Aside from rosés, possibly the most exotic of this month’s wine recommendations: There is a new white wine that just reached the U.S. market made in Cyprus by Israel’s only current Master of Wine, Ido Lewinsohn, who is winemaker at Barkan-Segal. This is a new varietal wine that has never been made for the kosher market. The wine is called Yamas, and the varietal is xynisteri (say that three times fast!) and it was made in Pafos, Cyprus in 2021, as a joint venture between Lewinsohn and Kamanterena Winery. Xynisteri is considered the national grape variety of Cyprus. I enjoyed this wine because it was aromatic and it had characteristics of white wines I’ve had before, but never in the same bottle. For me, this wine tasted like a cross between a sauvignon blanc and riesling, if the sauvignon blanc did not have notes of citrus. The aromas from the wine were stone fruit-based, with a scent of petrol on the palate which is characteristic of many high-end rieslings. It was pleasant and surprising. At $19.99, this wine is worth a taste and a lot of fun. It’s a good wine to pair with salads and summertime dairy meals like Caprese salad.

My tasting group also greatly enjoyed this summer’s new Twin Suns Reserve Cabernet Sauvignon 2021, from Dry Creek Valley in Sonoma, California. Dry Creek is one of the most well-known AVAs (American Viticulture Areas) in Sonoma, and this soft, round, luscious red wine is a no-brainer pairing for barbecues and summer burgers. Made by Shirah winemakers Gabriel and Shimon Weiss, this is dark berry and cherry-forward without being overly fruity, and earthy in the same smooth way, with gentle tannins and nice natural acidity. At $44.99, it’s not the cheapest red wine out there, but it’s also collectible and will only get better with a little age. It was one of the most enjoyable and rich red California cabs I’ve enjoyed in a while.

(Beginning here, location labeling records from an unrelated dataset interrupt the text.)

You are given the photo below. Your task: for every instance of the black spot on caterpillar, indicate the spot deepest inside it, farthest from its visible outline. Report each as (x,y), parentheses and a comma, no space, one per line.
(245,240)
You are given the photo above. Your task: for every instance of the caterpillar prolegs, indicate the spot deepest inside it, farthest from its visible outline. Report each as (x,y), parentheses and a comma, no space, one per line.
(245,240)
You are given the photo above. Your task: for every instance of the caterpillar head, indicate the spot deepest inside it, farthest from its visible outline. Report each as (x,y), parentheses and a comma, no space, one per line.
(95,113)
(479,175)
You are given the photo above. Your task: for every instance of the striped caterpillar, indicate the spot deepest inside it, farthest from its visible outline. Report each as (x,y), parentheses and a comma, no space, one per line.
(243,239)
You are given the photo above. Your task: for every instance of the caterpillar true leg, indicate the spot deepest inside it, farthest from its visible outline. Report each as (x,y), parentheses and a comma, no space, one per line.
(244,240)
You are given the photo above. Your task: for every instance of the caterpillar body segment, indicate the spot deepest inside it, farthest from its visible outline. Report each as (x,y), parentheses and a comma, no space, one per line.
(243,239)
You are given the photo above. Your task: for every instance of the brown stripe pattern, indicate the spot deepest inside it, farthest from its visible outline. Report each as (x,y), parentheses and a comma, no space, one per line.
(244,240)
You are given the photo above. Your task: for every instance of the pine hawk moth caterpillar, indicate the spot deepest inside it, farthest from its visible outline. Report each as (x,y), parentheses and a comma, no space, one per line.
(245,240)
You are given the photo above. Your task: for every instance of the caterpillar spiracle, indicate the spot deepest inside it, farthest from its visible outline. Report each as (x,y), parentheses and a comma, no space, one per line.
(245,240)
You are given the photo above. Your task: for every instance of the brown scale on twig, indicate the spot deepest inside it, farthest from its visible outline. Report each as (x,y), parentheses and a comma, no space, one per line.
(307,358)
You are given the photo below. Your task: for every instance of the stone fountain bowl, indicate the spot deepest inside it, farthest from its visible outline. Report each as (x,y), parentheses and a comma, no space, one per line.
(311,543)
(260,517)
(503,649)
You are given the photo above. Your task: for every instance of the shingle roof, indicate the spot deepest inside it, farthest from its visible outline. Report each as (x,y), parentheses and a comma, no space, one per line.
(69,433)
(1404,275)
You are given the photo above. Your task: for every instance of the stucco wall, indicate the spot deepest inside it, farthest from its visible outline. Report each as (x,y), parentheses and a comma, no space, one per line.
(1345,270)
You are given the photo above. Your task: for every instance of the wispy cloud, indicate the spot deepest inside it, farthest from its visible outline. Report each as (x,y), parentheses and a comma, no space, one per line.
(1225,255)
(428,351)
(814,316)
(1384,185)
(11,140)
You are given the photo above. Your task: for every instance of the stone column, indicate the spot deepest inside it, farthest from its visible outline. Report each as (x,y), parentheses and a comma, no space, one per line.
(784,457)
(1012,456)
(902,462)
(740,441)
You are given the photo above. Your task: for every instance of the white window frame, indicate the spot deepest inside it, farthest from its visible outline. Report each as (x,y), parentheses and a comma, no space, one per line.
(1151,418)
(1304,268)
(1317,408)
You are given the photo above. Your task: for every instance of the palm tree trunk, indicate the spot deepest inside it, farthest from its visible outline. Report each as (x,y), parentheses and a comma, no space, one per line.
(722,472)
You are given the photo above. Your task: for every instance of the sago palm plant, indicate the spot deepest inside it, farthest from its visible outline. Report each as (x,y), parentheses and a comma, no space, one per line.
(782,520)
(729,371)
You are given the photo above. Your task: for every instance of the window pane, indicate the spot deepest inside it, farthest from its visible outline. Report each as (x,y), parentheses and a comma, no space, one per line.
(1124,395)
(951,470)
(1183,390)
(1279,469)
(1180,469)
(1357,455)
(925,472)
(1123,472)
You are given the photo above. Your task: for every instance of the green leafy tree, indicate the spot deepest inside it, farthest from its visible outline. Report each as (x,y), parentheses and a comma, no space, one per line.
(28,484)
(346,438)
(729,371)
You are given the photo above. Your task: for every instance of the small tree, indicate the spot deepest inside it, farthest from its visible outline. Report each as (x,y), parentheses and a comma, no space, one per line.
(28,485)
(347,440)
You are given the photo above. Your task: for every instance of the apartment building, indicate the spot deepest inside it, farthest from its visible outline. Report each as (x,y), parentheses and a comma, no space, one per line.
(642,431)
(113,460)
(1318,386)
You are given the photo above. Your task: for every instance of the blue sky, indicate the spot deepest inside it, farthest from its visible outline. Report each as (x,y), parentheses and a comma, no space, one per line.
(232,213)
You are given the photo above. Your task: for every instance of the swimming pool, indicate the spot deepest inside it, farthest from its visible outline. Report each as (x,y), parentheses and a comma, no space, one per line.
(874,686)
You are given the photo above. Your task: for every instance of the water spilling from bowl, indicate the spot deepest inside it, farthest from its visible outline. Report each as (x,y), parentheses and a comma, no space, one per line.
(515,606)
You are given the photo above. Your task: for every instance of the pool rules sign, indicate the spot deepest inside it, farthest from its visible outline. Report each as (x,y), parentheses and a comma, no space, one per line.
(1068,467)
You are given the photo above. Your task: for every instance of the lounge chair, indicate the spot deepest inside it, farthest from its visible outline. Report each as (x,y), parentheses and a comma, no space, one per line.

Two other wines, also distributed, like Twin Suns, by The River Wine, are the new Dacci wines from Italy: the Dacci Barbera D’Asti DOCG 2021 and the Dacci Chianti DOCG 2021. These are great Italian wines that have never been available in kosher and are absolute steals at $17.99. Both are “drink now” wines with magnificent food pairing possibilities, particularly for barbecue and any summer Friday night meals. I personally preferred the Barbera D’Asti, with its beautiful punch of sour cherries and notes of raspberry and strawberry, with great balance, bracing acidity and some lovely tannic dryness. Barbera D’Asti is made in the Piedmont region of Italy. The Chianti, also excellent, had more of an oak influence and aroma as well as a black fruit nose and very subtle dryness, and it has great potential as a pairing for roast beef or summer barbeque. The chianti is made from 100% sangiovese grapes from Siena, in Tuscany.

As with all wine recommendations, feel free to try what I like but make sure to drink what you like, and please enjoy all wines responsibly and b’simcha. Happy summer!